Frederick Douglass's “The Heroic Slave”: Text, context, and interpretation

Jensen, Melba P 01 January 2005 (has links)
In November 1852, Frederick Douglass composed The Heroic Slave , a novella about Madison Washington's leadership of the 1841 Creole insurrection. In the novella, Douglass attempted to justify his adoption of political methods to the antislavery community. As literary models for his story, Douglass drew on portraits of heroic slaves in his own autobiography, Narrative of the Life of Frederick Douglass, An American Slave (1845), Harriet B. Stowe's Uncle Tom's Cabin; Or, Life among the Lowly (1852), Lord Byron's Childe Harold's Pilgrimage (1812–18), and the deposition of the Creole crew, called the “New Orleans Protest” (1841).

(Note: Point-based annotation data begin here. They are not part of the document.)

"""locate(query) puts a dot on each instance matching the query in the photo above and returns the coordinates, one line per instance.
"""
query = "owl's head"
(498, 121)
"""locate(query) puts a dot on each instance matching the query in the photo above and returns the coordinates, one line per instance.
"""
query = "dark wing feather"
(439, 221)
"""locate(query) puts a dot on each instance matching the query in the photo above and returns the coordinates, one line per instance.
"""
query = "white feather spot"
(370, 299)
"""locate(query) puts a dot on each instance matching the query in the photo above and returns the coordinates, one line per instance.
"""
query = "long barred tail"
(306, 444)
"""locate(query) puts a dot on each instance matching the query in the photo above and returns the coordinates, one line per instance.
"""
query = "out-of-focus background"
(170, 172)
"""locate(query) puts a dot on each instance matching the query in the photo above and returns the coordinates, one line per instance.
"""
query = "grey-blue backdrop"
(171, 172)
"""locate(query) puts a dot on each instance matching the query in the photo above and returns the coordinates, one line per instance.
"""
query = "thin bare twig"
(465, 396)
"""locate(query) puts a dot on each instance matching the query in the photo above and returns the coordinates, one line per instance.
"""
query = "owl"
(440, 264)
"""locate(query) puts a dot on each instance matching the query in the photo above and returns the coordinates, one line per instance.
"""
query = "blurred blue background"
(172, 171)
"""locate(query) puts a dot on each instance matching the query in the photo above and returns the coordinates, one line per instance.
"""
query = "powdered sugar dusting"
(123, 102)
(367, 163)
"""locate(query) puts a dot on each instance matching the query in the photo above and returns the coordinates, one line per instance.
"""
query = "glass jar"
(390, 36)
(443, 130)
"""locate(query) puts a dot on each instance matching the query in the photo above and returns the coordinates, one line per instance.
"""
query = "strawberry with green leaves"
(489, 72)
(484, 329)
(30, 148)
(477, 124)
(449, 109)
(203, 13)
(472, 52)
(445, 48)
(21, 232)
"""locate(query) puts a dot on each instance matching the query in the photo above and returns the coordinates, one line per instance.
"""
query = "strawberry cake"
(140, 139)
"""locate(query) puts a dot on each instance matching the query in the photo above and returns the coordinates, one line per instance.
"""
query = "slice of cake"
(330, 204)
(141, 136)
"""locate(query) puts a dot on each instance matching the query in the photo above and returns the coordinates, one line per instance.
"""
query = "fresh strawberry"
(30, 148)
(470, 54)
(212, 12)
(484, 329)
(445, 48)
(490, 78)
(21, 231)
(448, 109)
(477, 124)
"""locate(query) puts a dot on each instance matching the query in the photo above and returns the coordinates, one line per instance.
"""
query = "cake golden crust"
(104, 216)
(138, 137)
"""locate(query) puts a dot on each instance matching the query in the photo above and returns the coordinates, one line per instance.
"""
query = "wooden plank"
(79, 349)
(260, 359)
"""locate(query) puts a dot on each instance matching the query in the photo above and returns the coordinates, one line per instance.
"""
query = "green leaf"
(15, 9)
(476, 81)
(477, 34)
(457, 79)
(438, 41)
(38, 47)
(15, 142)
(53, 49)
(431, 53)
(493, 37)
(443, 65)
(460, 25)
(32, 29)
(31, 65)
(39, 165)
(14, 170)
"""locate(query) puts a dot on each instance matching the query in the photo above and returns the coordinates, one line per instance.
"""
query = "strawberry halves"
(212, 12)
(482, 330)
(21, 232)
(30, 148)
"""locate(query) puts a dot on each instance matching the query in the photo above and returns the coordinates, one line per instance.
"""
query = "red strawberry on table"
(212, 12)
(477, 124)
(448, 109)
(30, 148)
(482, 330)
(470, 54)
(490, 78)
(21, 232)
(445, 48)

The result was an intertextual conversation among Douglass, Stowe, Byron, and the Creole crew, which Douglass used to initiate a series of autobiographical revisions. Reading The Heroic Slave as an intertextual conversation offers an alternative to the current practice of assigning this work either to the genre of fiction or to the slave narrative, which has subordinated discussion of the historical context for the story's composition to contemporary attempts to theorize the genre of autobiography. An intertextual reading shows that Douglass was developing a notion of political discourse and action based on friendship as an alternative to Stowe's emphasis on moral reform based on sympathy. Douglass's emphasis on friendship in the novella was, in part, a response to his collaboration with Gerrit Smith, whom he helped elect to the U.S. House of Representatives in 1852, and the novella reflects Douglass's intellectual and professional development from 1847 to 1852, a period to which his latter autobiographies give relatively little attention. Writing a history of Madison Washington's participation in the Creole rebellion for an audience who had, largely, forgotten the event, offered Douglass the opportunity to examine the connection between enslavement and erasure from national history. His novella attempted to reverse this process by presenting Washington's actions as a battle in an ongoing American revolution.